Press Release
September 29, 2006

Drilon asks DENR to stop public bidding
of Boracay lands pending SC decision

Senate Finance Committee Chairman Sen. Franklin M. Drilon today asked the Department of Environment and Natural Resources (DENR) not to proceed with the plan to subject Boracay lands to public bidding ahead of a Supreme Court decision on the petition filed by Boracay landowners for prohibition and for mandamus and nullification of Proclamation 1064.

"Can we have your commitment that you will not go to that step (of putting the lands up for public bidding) until all these issues are settled in the courts? Because these landowners may suddenly find themselves scrambling and going to the court to stop bidding while these very complicated issues are pending in the courts," Drilon asked DENR Sec.

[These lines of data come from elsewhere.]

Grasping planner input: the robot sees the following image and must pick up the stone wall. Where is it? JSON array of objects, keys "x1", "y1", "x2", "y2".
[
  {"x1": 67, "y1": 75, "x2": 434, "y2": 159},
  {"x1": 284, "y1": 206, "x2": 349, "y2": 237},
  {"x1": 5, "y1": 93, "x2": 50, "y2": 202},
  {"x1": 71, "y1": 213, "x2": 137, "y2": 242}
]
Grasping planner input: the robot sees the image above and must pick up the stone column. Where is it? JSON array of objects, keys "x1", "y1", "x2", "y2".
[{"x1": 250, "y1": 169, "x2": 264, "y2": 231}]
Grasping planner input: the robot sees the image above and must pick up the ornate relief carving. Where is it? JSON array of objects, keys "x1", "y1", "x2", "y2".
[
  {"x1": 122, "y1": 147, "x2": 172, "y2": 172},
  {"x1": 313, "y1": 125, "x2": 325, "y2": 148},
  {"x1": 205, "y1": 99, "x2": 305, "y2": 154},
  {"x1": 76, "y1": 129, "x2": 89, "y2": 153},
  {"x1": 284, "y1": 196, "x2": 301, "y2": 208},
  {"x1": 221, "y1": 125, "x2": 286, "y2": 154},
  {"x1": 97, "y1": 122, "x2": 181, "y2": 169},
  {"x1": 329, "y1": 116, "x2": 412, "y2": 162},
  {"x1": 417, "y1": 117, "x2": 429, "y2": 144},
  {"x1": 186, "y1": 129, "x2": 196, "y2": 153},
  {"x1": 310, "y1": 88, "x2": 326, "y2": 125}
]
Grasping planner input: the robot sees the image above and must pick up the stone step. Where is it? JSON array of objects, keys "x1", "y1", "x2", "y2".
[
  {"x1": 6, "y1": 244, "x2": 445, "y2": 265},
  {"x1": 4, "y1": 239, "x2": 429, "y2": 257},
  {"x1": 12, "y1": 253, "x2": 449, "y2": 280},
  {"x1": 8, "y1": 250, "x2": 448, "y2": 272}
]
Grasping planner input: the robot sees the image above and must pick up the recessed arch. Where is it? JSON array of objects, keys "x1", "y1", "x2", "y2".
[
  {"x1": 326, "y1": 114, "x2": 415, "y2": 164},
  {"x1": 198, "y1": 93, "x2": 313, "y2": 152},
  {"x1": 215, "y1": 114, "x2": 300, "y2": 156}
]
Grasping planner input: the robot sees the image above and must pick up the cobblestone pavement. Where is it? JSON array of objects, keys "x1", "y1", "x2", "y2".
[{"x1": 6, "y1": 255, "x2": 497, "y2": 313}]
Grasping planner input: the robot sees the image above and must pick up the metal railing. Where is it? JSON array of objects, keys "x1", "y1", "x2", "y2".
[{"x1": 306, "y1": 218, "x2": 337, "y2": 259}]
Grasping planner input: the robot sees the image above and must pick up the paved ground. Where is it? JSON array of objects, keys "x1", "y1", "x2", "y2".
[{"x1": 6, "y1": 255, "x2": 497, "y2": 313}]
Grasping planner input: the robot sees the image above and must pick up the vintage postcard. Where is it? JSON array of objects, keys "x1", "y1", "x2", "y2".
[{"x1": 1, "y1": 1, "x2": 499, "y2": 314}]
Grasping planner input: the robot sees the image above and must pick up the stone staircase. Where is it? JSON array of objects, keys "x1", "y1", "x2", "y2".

Angelo Reyes during the Committee on Finance hearing on the 2007 budget of the agency.

Reyes informed Drilon that his department has "not moved an inch closer to titling or bidding out," but warned that they have the authority to demolish establishments in Boracay that are within the areas where structures should not be built and are violating environmental laws.

"We disagree with the DENR pronouncement that the owners of the resorts there should be required to bid for the land on which these properties worth hundreds of millions of pesos now stand. It is not fair that suddenly, these will be put to public bidding and cronies of this administration could dip their hands into these properties," Drilon said.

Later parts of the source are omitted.